Gerichtsverhandlungen per Videoübertragung – Dank der Corona-Krise erwacht eine fast zwanzigjährige Rechtsvorschrift aus dem Dornröschenschlaf zum Leben.
Eigentlich handelt es sich bei § 128a ZPO um eine Vorschrift, mit der ich praktisch seit Beginn meiner Anwaltstätigkeit im Jahr 2000 schon einmal hätte in Berührung kommen können, ja vielleicht sogar müssen. Schließlich wurde § 128a ZPO schon 2001 in Kraft gesetzt. Dennoch habe ich diesen Paragrafen nie in der praktischen Anwendung erlebt. § 128a ZPO lag praktisch im Dornröschenschlaf.

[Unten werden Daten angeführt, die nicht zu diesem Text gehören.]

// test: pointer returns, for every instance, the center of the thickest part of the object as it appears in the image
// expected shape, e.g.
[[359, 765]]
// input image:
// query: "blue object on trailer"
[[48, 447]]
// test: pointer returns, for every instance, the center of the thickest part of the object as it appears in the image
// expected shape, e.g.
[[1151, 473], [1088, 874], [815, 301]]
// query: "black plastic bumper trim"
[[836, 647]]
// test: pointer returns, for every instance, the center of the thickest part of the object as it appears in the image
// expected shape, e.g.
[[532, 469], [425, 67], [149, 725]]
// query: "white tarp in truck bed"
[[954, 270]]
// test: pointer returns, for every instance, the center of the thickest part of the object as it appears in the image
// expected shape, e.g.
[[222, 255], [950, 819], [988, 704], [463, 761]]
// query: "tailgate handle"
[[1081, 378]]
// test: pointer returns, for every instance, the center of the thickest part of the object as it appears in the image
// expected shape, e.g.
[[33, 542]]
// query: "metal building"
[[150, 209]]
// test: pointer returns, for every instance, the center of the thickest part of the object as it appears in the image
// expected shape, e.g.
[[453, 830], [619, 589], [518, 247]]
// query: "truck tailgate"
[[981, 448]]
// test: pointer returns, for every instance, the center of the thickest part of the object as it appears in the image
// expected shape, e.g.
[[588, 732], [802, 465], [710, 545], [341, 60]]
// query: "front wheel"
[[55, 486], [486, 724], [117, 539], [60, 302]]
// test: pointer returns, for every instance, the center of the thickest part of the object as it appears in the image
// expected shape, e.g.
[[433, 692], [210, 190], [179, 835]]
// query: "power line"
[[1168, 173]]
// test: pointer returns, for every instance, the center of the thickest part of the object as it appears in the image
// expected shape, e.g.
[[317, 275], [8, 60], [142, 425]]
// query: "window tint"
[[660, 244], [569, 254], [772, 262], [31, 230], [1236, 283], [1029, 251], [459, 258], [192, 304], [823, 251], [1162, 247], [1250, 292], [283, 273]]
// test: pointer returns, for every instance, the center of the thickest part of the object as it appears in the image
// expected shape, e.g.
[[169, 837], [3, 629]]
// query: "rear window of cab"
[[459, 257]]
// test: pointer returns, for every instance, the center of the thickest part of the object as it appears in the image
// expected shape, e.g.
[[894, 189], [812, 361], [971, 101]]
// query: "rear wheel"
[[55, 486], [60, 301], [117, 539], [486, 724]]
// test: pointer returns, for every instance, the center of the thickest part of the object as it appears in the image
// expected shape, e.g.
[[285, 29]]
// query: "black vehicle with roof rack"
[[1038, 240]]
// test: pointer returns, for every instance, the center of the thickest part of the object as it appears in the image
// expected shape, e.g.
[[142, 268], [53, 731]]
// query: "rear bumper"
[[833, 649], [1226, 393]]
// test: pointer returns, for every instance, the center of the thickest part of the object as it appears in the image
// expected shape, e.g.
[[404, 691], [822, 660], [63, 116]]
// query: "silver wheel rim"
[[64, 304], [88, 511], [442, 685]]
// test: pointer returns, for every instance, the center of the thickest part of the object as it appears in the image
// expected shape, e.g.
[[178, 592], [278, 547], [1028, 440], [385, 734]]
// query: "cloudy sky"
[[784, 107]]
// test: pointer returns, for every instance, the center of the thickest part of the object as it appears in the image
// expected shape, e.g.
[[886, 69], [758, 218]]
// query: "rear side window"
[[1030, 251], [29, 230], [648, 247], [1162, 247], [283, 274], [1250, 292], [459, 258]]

Wie die Überschrift schon verrät, ermöglicht § 128a ZPO dem Zivilgericht, eine Gerichtsverhandlungen per Videoübertragung mit den Prozessbeteiligten zu führen. Dennoch wurde in der Vergangenheit von dieser Vorschrift so gut wie nicht Gebrauch gemacht. Jedenfalls ist mir kein einziger konkreter Fall bekannt geworden, in dem ein Zivilgericht auf diese Art und Weise eine Verhandlung geführt hätte.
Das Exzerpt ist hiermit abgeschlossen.